In 2018, the Massachusetts Gaming Commission allocated $100,000 to the city to develop and implement marketing strategies to keep Northampton a well-known and popular destination for arts and entertainment, shopping, and dining.
“One of the challenges that merchants are facing all around the country is a lack of foot traffic because people are shopping online,” Griggs said. “There’s nothing that’s more important to a retailer than people walking by their store.”
This is especially true for many of the mom-and-pop shops that rely on local business to stay open.
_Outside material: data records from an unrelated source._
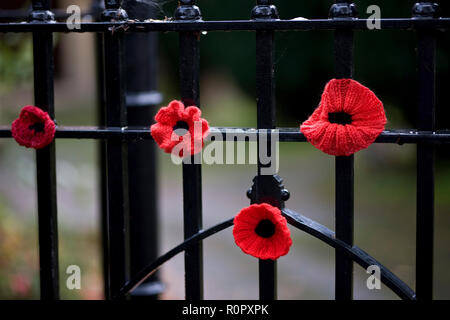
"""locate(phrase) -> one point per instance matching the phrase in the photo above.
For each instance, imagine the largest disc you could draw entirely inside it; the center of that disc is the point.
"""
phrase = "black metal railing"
(118, 135)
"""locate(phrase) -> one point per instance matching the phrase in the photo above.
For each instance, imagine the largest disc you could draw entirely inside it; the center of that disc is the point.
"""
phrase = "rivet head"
(425, 10)
(285, 194)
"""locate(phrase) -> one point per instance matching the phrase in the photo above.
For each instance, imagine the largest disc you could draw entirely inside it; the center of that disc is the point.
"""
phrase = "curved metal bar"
(356, 254)
(142, 275)
(297, 220)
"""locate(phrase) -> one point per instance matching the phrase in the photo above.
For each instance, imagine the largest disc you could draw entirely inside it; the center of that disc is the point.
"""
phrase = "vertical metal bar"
(142, 97)
(192, 174)
(97, 8)
(45, 157)
(425, 155)
(266, 119)
(343, 50)
(116, 156)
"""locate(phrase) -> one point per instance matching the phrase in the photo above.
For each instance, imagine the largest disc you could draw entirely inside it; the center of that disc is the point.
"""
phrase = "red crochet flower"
(174, 122)
(34, 128)
(349, 118)
(261, 231)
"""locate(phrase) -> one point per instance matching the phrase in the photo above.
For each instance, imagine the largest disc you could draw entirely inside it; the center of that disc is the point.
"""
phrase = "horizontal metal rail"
(285, 134)
(231, 25)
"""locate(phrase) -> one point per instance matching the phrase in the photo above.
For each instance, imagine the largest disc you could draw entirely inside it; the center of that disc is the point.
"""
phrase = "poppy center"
(181, 125)
(265, 228)
(339, 117)
(37, 127)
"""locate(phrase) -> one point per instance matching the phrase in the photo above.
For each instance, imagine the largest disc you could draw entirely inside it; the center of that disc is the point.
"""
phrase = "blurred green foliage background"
(385, 61)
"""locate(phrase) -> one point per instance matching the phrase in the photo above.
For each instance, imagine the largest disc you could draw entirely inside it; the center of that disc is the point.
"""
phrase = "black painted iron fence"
(119, 133)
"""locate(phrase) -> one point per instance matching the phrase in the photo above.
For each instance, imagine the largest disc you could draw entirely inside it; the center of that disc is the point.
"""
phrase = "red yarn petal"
(367, 115)
(163, 130)
(171, 114)
(34, 128)
(251, 243)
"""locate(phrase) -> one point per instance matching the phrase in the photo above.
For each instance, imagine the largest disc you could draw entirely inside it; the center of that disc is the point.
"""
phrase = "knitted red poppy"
(261, 231)
(34, 128)
(174, 122)
(349, 118)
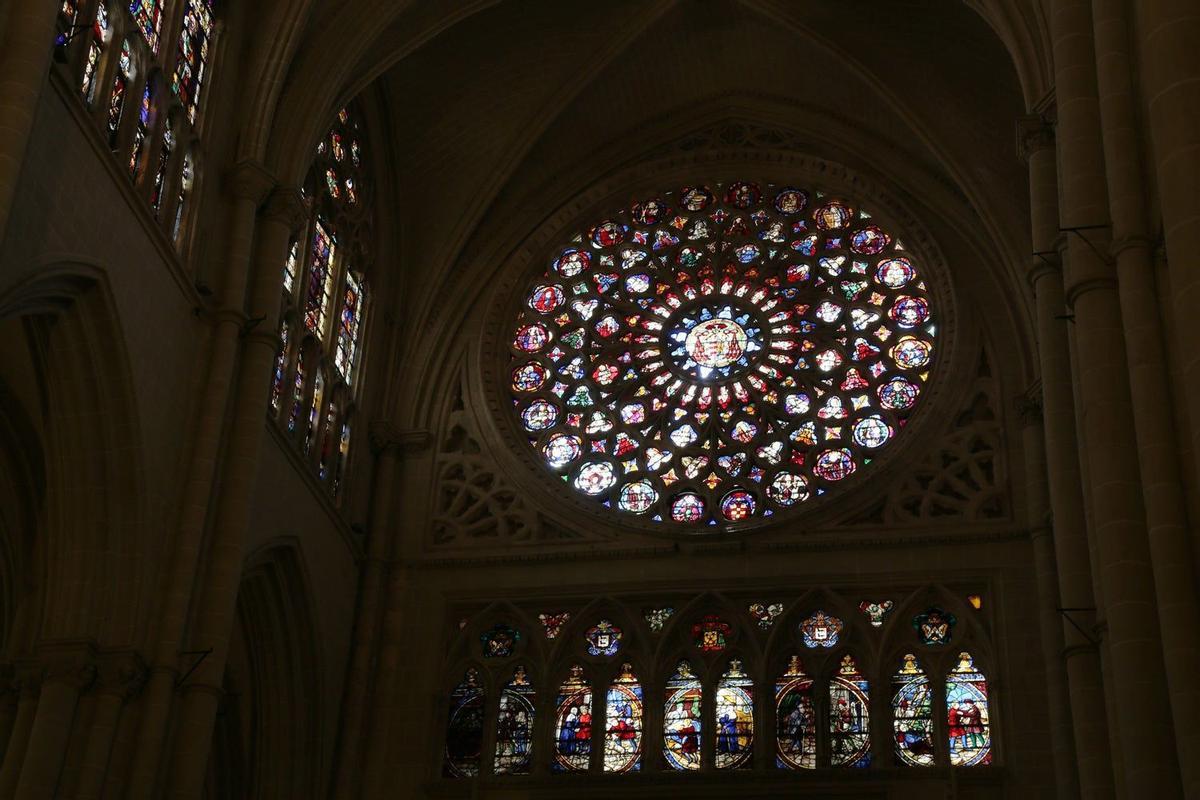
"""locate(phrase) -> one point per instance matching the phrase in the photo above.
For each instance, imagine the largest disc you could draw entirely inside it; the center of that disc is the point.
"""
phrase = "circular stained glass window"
(720, 353)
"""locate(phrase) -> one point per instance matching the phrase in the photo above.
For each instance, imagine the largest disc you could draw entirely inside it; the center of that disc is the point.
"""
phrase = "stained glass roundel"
(720, 353)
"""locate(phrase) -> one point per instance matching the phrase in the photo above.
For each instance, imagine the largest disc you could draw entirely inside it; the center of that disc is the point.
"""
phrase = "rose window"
(721, 353)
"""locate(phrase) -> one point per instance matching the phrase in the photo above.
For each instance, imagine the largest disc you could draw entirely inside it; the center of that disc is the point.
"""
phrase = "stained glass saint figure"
(682, 720)
(796, 720)
(912, 715)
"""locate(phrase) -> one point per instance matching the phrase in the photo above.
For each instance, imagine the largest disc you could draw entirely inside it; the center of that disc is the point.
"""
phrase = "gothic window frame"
(169, 200)
(325, 429)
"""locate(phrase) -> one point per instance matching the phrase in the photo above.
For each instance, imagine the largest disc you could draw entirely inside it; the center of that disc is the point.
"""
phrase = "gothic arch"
(283, 680)
(93, 535)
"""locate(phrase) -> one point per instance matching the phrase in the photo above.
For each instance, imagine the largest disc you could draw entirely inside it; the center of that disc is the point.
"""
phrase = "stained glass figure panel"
(796, 722)
(735, 719)
(969, 723)
(465, 728)
(912, 715)
(191, 60)
(682, 720)
(573, 725)
(623, 723)
(850, 741)
(514, 726)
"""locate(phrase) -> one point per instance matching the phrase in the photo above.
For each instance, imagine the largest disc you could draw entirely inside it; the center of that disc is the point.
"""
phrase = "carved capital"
(384, 437)
(1033, 133)
(287, 206)
(1029, 405)
(249, 180)
(123, 673)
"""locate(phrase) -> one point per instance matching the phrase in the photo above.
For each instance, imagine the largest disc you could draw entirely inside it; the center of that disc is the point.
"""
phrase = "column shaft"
(1069, 529)
(219, 596)
(366, 626)
(18, 743)
(249, 186)
(1170, 79)
(48, 739)
(1062, 737)
(1170, 542)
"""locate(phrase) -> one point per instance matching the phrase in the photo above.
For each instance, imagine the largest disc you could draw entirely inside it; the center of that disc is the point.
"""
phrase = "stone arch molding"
(93, 531)
(486, 366)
Griggs maintains that jazz music lifts people’s spirits and often encourages them to go into a store.
“When you either have music playing in the store or right outside the store, it makes people stop and look and listen and walk into the store in many cases,” she said. “I’ve seen that with my own eyes.”
She also said merchants were happy with the festival last year and thought the festival brought business to the downtown area.
“It exposes Northampton to people that may not have otherwise known about the town, and it reinforces for the community downtown how wonderful it is to be there,” Griggs said. “It’s walkable, it’s friendly, it’s accessible, it’s beautiful. It reinforces what is unique about Northampton.”
Indeed, the show is carefully orchestrated to do just that. Organizers deliberately leave time in between each set of acts so people have an opportunity to walk around and enjoy the city. Beginning with the Jazz Strut on Friday, Oct. 4, free jazz performances will be staged from 5 to 10:30 p.m. at seven Northampton restaurants, bars, and pubs. Each performance lasts two hours and starts at half-hour intervals so festival-goers can walk a short distance and see all the acts if they choose.
“We want people to have an hour to kill in Northampton,” said Griggs. “We build that into the schedule.”
Saturday features jazz musicians at several different venues across town beginning at noon and ending at 6:30 p.m. The headliner, the Kurt Elling Quintet, will perform from 7:30 to 9 p.m. at the Academy of Music to close out the performances.
Sunday is reserved for the Jazz Brunch at the Delaney House in Holyoke, which serves as a fundraiser for the Jazz Artists in the Schools Program at JFK Middle School.
All this planning is conducted by a team of locals with a passion for jazz. Griggs and Cahillane are joined by Al Blankenship, Mary Lou Rup, Kathy Service, Carol Abbe Smith, Paul Arslanian, Frank Newton, George Kaye, and a dedicated group of volunteers to get the new show on the road.
And since the inaugural run of the new festival went so well last year, Griggs said there was no need to rethink it in any kind of major way.
“I like this festival for Northampton because it’s doable … it’s not too huge, it’s not too complicated, it’s not too expensive,” she said. “I think it’s more important to have a festival that is right-sized for the community so that it can be sustained, rather than having something that’s growing and getting more complicated and this and that. Before you know it, it becomes top-heavy, and you can’t handle it anymore.”
With overwhelmingly positive feedback from last year’s festival, there is little doubt that the 2019 festival will once again prove to be an outstanding event for this unique city.
“That combination of the good feelings that music can engender, combined with being in a town like Northampton … that ultimately has an economic impact,” Griggs said. “You’re setting the stage for success.”